Sparsity-Preserving Encodings for Straggler-Optimal Distributed Matrix Computations at the Edge

TL;DR

This paper develops sparsity-preserving coding schemes for distributed matrix computations at the edge, achieving straggler resilience while maintaining the sparsity of matrices to enhance computational efficiency.

Contribution

It introduces a lower bound on coding weight for straggler resilience and proposes schemes that meet this bound while preserving matrix sparsity.

Findings

Numerical experiments on AWS validate straggler mitigation.

Proposed schemes retain matrix sparsity and improve computation speed.

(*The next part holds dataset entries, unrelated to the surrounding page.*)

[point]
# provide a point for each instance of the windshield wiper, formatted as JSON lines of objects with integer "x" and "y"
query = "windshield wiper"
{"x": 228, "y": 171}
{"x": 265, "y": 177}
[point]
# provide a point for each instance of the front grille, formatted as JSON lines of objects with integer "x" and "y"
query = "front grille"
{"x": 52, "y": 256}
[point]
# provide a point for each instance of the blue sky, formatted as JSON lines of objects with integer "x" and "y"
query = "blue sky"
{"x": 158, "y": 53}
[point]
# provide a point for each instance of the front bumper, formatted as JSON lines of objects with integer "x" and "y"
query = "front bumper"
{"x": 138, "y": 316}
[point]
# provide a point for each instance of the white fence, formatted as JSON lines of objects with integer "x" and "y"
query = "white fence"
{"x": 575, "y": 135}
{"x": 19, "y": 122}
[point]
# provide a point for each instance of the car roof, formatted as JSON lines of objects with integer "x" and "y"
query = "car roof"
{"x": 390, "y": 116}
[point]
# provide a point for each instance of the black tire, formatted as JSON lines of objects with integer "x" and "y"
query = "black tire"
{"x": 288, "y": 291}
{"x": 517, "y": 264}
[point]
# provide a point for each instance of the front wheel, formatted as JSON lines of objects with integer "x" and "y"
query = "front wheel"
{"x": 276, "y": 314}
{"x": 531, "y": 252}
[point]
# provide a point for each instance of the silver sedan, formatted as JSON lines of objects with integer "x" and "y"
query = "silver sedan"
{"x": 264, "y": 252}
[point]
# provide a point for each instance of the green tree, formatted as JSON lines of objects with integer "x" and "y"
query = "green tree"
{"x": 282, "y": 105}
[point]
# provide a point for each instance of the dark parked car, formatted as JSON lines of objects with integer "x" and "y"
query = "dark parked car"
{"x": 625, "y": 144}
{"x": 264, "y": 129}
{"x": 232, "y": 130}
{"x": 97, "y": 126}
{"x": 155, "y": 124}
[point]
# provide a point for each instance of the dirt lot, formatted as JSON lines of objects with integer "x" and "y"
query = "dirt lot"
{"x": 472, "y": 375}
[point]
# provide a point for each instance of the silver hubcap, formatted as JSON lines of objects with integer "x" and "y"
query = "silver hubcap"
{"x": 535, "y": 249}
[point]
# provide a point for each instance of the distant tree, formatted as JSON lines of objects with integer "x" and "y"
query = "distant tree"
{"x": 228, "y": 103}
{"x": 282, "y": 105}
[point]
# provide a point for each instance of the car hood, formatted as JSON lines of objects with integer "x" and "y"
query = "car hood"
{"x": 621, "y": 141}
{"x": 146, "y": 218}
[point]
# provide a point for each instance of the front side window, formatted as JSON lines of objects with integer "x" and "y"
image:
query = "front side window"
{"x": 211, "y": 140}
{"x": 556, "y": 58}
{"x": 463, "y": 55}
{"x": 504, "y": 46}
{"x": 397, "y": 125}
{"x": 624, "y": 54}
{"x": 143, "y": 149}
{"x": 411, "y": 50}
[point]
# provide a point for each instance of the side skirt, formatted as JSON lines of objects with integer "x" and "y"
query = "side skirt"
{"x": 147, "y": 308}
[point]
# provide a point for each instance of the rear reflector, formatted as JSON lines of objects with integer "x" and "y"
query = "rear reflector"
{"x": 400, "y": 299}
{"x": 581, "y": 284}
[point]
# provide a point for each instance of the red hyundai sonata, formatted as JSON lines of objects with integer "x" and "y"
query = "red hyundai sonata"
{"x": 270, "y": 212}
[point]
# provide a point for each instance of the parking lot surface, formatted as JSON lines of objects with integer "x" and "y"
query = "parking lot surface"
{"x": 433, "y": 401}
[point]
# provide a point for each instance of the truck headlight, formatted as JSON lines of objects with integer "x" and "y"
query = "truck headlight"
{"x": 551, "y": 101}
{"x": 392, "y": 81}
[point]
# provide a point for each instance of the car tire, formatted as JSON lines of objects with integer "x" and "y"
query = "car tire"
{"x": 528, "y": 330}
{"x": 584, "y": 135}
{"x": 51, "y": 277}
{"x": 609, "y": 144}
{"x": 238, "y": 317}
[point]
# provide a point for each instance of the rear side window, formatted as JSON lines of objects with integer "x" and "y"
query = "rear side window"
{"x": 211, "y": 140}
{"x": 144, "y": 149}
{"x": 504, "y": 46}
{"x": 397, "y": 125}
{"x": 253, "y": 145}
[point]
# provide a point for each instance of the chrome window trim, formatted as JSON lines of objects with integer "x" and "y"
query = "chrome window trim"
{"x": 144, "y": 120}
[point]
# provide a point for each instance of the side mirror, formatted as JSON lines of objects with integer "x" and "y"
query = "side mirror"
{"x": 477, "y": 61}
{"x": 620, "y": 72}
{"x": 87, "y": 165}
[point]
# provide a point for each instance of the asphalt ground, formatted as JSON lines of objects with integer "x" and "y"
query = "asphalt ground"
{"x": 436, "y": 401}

Achieves maximum straggler resilience with minimal coding overhead.

Abstract

Matrix computations are a fundamental building-block of edge computing systems, with a major recent uptick in demand due to their use in AI/ML training and inference procedures. Existing approaches for distributing matrix computations involve allocating coded combinations of submatrices to worker nodes, to build resilience to slower nodes, called stragglers. In the edge learning context, however, these approaches will compromise sparsity properties that are often present in the original matrices found at the edge server. In this study, we consider the challenge of augmenting such approaches to preserve input sparsity when distributing the task across edge devices, thereby retaining the associated computational efficiency enhancements. First, we find a lower bound on the weight of coding, i.e., the number of submatrices to be combined to obtain coded submatrices, to provide the resilience to the maximum possible number of straggler devices (for given number of devices and their storage constraints). Next we propose distributed matrix computation schemes which meet the exact lower bound on the weight of the coding. Numerical experiments conducted in Amazon Web Services (AWS) validate our assertions regarding straggler mitigation and computation speed for sparse matrices.